Unfortunately, the video won't play for me... I'm so sorry you lost your Abby.


----------



## CAROLINA MOM (May 12, 2009)

swanscarl, I am so sorry for your loss of Abby. 

I fixed your video so members can view it, wonderful tribute to your beautiful and special girl.


----------



## craigtoo (Jan 6, 2016)

I watched it all. (Thanks, CM)

All 17:46 of it.

I can only say "Thank You" .... Thank you for sharing glimpses of Abby's and her family's life with us. It's beautiful, absolutely beautiful. I will celebrate her. A beautiful life, with a wonderful family.


----------



## dlmrun2002 (Mar 4, 2011)

What a great tribute to a awesome Golden. Abby had a great life thanks to you and I can tell from the video she loved you madly. hope time helps you heal soon and may her great memories help cushion your loss.

Godspeed to Abby

dlm ny ocuntry


----------



## LynnC (Nov 14, 2015)

I am very sorry for your loss.

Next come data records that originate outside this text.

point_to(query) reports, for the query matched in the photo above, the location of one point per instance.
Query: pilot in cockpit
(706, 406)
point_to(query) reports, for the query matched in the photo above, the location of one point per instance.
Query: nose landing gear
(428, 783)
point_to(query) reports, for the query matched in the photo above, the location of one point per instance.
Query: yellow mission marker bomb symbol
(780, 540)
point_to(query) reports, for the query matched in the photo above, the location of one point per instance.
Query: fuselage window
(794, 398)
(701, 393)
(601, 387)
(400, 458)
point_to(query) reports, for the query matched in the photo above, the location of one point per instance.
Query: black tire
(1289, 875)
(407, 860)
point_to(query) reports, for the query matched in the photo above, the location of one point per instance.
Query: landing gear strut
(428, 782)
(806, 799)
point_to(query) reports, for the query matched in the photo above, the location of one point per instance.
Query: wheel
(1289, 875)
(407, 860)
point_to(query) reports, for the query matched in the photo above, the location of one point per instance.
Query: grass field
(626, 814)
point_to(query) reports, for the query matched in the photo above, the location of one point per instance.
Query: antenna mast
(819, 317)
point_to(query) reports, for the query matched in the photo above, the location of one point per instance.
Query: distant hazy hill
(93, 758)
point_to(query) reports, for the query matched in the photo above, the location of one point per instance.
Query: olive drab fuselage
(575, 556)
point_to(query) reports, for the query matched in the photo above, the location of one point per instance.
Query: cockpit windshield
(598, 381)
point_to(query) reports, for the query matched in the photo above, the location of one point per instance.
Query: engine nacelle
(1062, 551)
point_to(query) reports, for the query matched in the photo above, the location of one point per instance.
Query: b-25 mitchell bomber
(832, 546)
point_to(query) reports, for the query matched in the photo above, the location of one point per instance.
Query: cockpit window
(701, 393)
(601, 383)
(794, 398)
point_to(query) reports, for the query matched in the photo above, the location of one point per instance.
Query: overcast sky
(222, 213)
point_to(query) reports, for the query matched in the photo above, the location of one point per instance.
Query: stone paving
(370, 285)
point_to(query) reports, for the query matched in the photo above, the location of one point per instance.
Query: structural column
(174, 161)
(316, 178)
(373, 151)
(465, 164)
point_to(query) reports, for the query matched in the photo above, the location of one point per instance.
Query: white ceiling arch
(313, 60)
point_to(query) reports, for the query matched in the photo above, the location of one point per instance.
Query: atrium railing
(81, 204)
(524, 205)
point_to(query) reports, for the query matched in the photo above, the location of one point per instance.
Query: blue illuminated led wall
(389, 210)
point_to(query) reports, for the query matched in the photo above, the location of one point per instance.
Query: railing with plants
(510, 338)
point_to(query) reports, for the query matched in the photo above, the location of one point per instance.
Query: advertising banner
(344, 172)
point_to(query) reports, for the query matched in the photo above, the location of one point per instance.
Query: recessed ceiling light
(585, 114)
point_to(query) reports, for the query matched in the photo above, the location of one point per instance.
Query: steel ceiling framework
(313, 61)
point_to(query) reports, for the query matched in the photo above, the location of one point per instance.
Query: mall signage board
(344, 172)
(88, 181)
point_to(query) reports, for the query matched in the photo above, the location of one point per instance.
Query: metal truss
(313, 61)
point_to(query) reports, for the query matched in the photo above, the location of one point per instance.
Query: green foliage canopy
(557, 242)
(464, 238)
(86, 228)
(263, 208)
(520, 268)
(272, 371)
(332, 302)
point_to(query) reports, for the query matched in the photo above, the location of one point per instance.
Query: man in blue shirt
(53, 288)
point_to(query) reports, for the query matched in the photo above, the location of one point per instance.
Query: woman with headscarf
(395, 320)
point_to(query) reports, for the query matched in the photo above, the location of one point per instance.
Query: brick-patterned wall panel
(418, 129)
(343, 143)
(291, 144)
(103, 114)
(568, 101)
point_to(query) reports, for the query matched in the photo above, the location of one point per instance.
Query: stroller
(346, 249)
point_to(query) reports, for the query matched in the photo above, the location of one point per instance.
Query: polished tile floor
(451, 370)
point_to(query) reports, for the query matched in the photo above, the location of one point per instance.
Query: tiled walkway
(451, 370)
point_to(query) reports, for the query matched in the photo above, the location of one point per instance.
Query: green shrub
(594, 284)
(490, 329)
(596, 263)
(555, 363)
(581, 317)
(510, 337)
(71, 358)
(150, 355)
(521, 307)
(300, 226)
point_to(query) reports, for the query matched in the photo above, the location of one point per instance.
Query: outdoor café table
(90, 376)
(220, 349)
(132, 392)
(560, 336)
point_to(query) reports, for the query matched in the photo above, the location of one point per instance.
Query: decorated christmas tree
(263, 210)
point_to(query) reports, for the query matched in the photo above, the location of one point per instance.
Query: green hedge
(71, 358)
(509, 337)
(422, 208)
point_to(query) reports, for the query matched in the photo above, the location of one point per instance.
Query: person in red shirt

Rest In Peace sweet Abby.


----------



## NewGoldenGirl (Mar 5, 2018)

It is very clear how much you loved Abby and what a happy and full life she had. I can see how much joy she brought you. Thank you for sharing this video. I'm sorry you lost her too young.


----------



## swishywagga (Nov 13, 2012)

What a beautiful video, I'm so very sorry for your loss.


----------



## hotel4dogs (Sep 29, 2008)

I'm so sorry. Thank you for sharing your beautiful tribute.


----------



## Brinkleythegolden (Jun 18, 2012)

I'm so sorry for your loss.


----------



## cwag (Apr 25, 2017)

I am so very sorry for your loss of Abby. They leave a big hole in our hearts and most all of us have experienced it. Find comfort in the great life and love you shared with her.


----------



## Slowpoetry (Sep 22, 2009)

Thank you for posting your beautiful tribute to your wonderful girl. I am so very sorry for your loss. It is plain to see that Abby was deeply cherished. These dear dogs and the unconditonal love they give are truly a gift- thank you for sharing your Abby with us.


----------



## sophieanne (Feb 4, 2014)

I am so sorry for the loss of your beautiful Abby. She was far too young. Your tribute is amazing..thank you for sharing it with us. Only one scary part in the video...the vacuume cleaner...I bet Abby taught it who was boss . I can tell she was loved and that she loved you sooo much. Keep those memories tight during these tough times.


----------



## whemtp (Oct 18, 2009)

Really nice tribute to your dog Abby. Sorry for your loss.


----------